El niño me miró desconcertado. Pero realmente no lograba entender porque lloraba.

—¡Pues porque es horrible! —Gritó. Ahora fui yo el que lo miró desconcertado. —¡Mi quirk solo sirve para hacer daño! Solo mira mi ojo... Y encima se pondrá peor. ¡Seguro que podría hasta morir!

—Pero qué exagerado eres. —Murmuré. Él parecía que iba a volver a ponerse a llorar. —Yo creo que tu quirk mola. No tanto como el mío, ¿Sabes? Puedo hacer explosiones. —El pelinegro soltó un pequeño "Wow"— Pero el tuyo también es guay. Mira, puedes endurecerte para que nadie te haga daño. O mejor, puedes endurecerte para hacer daño a la gente mala. Pero para eso tienes que hacerte fuerte, como yo. Y no ser un llorica.

El pelinegro había dejado de llorar y parecía mucho más calmado. Se había quedado callado, como reflexionando sobre lo que le había dicho.

—Además... Esa herida se curará pronto y seguro que te deja una cicatriz muy guay. —Le dije para animarlo.

Tras esto, el niño que hacía unos momentos había estado llorando desconsoladamente, sonrió. Una sonrisa de oreja a oreja, en la que se veían todos sus dientecitos afilados.

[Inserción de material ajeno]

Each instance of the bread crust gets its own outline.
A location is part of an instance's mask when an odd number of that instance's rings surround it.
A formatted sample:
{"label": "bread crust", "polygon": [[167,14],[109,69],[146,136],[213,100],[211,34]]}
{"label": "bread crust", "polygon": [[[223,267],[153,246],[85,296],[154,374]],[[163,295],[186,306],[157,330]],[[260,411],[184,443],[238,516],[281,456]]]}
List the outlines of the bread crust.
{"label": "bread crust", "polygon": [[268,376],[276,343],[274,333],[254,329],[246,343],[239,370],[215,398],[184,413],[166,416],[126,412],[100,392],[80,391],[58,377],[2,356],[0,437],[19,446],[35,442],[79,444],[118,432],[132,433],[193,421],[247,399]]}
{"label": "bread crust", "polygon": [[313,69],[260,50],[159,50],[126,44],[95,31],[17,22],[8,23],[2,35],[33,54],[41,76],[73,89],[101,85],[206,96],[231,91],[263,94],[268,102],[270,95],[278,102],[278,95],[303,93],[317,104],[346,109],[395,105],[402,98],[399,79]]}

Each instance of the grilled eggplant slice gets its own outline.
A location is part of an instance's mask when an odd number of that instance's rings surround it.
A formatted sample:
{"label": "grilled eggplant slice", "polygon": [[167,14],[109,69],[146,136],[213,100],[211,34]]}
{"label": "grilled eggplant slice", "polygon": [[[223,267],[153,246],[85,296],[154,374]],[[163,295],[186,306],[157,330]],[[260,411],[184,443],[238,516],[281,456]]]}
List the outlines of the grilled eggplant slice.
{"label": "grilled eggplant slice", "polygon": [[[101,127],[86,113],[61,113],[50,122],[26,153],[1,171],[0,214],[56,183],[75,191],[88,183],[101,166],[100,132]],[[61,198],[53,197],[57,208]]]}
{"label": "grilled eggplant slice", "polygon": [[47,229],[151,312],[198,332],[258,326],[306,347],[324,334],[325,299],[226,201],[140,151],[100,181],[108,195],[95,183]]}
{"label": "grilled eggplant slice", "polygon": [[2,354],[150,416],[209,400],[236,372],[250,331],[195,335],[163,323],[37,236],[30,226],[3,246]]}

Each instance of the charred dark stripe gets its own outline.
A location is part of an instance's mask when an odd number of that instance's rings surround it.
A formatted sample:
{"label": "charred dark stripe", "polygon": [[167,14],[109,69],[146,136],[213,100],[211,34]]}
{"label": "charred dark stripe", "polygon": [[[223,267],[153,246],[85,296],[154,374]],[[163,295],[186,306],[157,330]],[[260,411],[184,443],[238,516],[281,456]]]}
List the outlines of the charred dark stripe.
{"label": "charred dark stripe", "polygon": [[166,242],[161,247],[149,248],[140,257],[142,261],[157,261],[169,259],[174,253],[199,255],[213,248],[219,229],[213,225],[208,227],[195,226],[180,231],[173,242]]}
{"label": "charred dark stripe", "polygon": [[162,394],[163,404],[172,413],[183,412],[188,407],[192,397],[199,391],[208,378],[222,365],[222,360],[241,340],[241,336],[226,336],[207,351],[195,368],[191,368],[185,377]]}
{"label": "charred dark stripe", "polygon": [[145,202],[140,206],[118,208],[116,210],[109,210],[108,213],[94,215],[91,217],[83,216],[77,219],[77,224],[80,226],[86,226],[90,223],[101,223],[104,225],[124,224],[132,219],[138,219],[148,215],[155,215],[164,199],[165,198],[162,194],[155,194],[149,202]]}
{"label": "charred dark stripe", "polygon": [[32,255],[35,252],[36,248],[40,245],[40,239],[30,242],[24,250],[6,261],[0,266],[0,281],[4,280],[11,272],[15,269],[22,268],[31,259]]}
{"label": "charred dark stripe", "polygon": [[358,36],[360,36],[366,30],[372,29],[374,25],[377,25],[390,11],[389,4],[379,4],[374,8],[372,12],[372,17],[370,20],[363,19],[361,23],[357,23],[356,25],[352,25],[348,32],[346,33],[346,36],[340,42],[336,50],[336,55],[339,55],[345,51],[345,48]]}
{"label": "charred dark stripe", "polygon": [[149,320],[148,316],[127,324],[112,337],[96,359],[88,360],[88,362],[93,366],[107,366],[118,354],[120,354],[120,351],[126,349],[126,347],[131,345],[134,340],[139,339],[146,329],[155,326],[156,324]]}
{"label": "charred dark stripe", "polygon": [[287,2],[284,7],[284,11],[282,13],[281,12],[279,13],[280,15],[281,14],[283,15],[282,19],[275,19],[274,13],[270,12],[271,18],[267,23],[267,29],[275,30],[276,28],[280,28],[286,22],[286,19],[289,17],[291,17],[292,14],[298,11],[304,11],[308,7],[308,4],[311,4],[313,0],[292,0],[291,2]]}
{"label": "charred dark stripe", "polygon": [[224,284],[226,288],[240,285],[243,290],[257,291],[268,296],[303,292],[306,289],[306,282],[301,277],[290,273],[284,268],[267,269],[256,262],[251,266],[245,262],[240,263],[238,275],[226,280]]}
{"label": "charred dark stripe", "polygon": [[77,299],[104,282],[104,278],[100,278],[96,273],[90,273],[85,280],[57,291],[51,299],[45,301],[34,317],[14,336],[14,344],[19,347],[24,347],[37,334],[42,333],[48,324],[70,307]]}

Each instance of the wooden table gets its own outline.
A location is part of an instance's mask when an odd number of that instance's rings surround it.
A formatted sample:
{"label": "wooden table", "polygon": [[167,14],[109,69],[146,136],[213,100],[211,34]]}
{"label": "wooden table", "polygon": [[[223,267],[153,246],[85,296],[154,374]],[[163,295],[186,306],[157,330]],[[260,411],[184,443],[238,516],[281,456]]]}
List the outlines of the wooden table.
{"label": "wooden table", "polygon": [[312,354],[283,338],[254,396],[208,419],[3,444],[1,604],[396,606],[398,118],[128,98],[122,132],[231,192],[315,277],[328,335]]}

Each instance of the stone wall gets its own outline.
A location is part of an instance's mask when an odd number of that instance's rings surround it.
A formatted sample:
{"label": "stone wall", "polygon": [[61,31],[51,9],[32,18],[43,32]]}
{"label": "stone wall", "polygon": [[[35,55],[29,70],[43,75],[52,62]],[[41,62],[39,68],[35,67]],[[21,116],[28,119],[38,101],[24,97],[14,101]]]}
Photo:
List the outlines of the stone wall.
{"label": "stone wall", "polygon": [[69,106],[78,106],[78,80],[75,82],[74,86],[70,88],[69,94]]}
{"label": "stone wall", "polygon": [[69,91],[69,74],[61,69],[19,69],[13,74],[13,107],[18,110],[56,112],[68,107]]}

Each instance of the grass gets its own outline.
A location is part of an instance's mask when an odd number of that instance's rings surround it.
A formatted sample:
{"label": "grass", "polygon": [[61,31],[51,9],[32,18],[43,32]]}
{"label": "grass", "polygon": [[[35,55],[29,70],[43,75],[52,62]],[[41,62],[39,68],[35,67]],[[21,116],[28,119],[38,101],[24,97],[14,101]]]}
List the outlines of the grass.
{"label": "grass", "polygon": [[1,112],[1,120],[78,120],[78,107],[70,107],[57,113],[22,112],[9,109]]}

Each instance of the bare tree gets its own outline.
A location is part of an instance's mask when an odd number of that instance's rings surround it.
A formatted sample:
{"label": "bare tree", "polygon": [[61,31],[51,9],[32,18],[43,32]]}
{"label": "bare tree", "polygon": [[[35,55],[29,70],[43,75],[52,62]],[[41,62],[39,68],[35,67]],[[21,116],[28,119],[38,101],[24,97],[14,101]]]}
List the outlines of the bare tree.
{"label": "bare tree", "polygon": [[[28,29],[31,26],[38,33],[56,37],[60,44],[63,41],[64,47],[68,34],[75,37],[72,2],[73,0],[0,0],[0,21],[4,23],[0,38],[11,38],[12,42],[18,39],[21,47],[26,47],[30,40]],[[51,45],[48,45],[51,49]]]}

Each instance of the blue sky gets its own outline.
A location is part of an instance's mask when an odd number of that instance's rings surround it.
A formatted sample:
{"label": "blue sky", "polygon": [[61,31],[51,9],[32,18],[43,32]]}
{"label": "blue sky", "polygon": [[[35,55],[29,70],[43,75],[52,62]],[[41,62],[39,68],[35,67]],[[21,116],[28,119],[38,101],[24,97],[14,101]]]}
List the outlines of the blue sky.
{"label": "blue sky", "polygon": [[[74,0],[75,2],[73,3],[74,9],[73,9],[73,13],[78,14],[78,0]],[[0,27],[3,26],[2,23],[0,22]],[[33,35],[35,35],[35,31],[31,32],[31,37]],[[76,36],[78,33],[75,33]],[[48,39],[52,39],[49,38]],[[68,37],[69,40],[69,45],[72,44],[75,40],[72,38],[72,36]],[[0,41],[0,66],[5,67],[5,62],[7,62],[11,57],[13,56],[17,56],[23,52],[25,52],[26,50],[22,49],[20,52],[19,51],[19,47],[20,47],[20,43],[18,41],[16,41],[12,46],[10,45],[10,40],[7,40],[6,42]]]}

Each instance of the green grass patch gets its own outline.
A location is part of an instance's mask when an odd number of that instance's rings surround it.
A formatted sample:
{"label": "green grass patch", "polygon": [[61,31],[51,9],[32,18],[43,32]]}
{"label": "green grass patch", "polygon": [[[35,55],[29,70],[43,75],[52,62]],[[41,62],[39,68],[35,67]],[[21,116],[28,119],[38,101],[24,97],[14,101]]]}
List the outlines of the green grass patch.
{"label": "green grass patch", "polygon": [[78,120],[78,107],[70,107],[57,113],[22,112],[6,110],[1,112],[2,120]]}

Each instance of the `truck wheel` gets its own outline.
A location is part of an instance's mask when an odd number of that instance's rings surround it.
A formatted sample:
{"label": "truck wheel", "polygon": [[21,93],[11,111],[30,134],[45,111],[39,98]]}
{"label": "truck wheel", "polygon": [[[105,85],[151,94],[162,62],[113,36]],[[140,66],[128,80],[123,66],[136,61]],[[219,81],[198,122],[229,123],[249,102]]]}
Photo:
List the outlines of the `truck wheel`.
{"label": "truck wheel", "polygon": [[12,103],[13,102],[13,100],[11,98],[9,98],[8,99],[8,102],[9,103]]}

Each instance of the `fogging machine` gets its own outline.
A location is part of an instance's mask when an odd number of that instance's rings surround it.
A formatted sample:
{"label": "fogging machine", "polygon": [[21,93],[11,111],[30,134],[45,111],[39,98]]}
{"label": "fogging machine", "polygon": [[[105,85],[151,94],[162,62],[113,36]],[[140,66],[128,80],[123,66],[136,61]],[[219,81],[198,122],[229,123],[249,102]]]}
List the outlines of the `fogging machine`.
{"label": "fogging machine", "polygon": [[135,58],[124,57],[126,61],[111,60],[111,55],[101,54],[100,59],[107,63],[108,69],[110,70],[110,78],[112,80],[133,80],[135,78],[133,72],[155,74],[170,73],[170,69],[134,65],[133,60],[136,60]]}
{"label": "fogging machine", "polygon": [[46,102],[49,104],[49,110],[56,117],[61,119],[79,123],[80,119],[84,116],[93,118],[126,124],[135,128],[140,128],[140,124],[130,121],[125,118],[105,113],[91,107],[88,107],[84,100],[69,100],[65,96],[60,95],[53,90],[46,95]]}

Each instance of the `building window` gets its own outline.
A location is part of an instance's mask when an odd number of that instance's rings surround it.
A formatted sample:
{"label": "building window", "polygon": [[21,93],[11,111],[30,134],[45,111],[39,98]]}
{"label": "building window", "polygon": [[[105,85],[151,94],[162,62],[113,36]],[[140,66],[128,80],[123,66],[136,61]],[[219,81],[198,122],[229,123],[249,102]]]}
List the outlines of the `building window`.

Una sonrisa que se me quedó grabada en la mente y que nunca me ha abandonado durante todos estos años.

Una sonrisa que, a mi yo de cinco años, le había parecido perfecta, quizá porque era la primera vez que lograba hacer sonreír a alguien de esa manera.

Nunca volví a ver a ese chico. Durante semanas fui cada tarde a ese parque esperando volver a verlo. Volver a verlo sonreír.

Pero no tuve suerte.

Hasta ahora.

Después de once años soñando con esa sonrisa, la he vuelto a ver. Lo tengo delante, en la sala de reunión donde nos explicaran cómo funcionará el examen de la U.A.

Se que es él, aunque su aspecto haya cambiado. Ahora es mucho más alto, más fuerte. Pero la cicatriz sigue ahí. Y esa sonrisa, esa maldita sonrisa, es la misma que se grabó en mi mente la primera vez que lo ví.

La sonrisa más bonita que he visto en mi vida.